« La crèche : première école de la diversité » — Journal d’une éducatrice #4

La mixité et l’égalité ne se décrètent pas à l’école, elles se construisent dès la crèche, affirme Amanda Ojalvo. Une véritable diversité bénéficie non seulement aux enfants, mais à toute la société. Pour cela, il faut des crèches accessibles à chaque famille.

Gros plan sur l’arrière d’une rangée d’enfants d’âges préscolaires, assis en classe et levant la main pour répondre à l’enseignant. L’un des enfants, une fillette aux cheveux tressés ornés de perles, porte une robe à motifs colorés. Le portrait d’une femme souriante aux cheveux bruns est superposé.
Images : mise à disposition/Unsplash

On parle souvent des crèches comme d’un simple service de garde pour les parents qui travaillent où des adultes jouent avec vos enfants. Pourtant, ces lieux sont bien plus que cela : ils sont le terreau fertile où germent la curiosité, la tolérance et l’égalité des chances.

Derrière les murs d’une crèche, on entend souvent un joyeux mélange de langues. Des enfants jouent ensemble sans se soucier de leurs différences, explorent les mêmes histoires, apprennent les mêmes chansons, découvrent d’autres cultures comme on découvre un nouveau jeu. Ce brassage précoce est un formidable levier d’ouverture : il stimule le langage, élargit la curiosité et forge une tolérance naturelle qui restera gravée bien au-delà de la petite enfance.

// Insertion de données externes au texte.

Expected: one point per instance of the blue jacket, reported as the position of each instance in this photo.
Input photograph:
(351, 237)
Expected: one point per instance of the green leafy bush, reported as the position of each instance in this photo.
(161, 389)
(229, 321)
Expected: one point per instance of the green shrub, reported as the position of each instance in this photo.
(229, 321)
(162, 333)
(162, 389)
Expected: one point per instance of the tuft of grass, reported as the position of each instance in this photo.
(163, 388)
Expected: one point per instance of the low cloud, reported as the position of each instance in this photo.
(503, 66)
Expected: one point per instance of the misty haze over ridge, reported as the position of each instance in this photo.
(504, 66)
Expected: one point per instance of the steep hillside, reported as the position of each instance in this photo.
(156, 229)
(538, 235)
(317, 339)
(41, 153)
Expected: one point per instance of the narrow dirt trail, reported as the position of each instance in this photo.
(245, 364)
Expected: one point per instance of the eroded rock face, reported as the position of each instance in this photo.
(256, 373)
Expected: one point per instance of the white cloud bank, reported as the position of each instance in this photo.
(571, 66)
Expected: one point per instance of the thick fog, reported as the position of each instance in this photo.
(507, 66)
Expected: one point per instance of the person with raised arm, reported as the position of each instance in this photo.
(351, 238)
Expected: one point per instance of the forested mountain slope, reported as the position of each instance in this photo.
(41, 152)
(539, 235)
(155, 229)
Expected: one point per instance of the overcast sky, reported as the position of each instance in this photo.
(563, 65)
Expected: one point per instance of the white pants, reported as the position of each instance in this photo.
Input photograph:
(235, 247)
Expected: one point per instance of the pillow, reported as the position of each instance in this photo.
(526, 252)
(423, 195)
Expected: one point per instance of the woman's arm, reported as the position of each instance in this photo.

« L’intelligence collective et le partage des savoirs, des cultures et des expériences est un beau levier pour une société du vivre ensemble où chaque être humain à sa place »

Le contexte actuel, dans lequel l’esprit de l’isolationnisme national et culturel règne, rend ces lieux d’autant plus précieux. Certain-es politicien-nes de droite veulent nous faire croire que de rester homogènes est la meilleure solution à nos problèmes. Comme si la politique des silos et maintenir les individus séparés par catégorie, était la solution et un gage de protection.

L’histoire nous l’a démontré, à trop séparer les populations, par caste, culture, religion … on ne résout aucun problème. Diviser pour mieux régner n’a jamais été la solution, au contraire ! L’intelligence collective et le partage des savoirs, des cultures et des expériences en revanche est un beau levier pour une société du vivre ensemble où chaque être humain à sa place.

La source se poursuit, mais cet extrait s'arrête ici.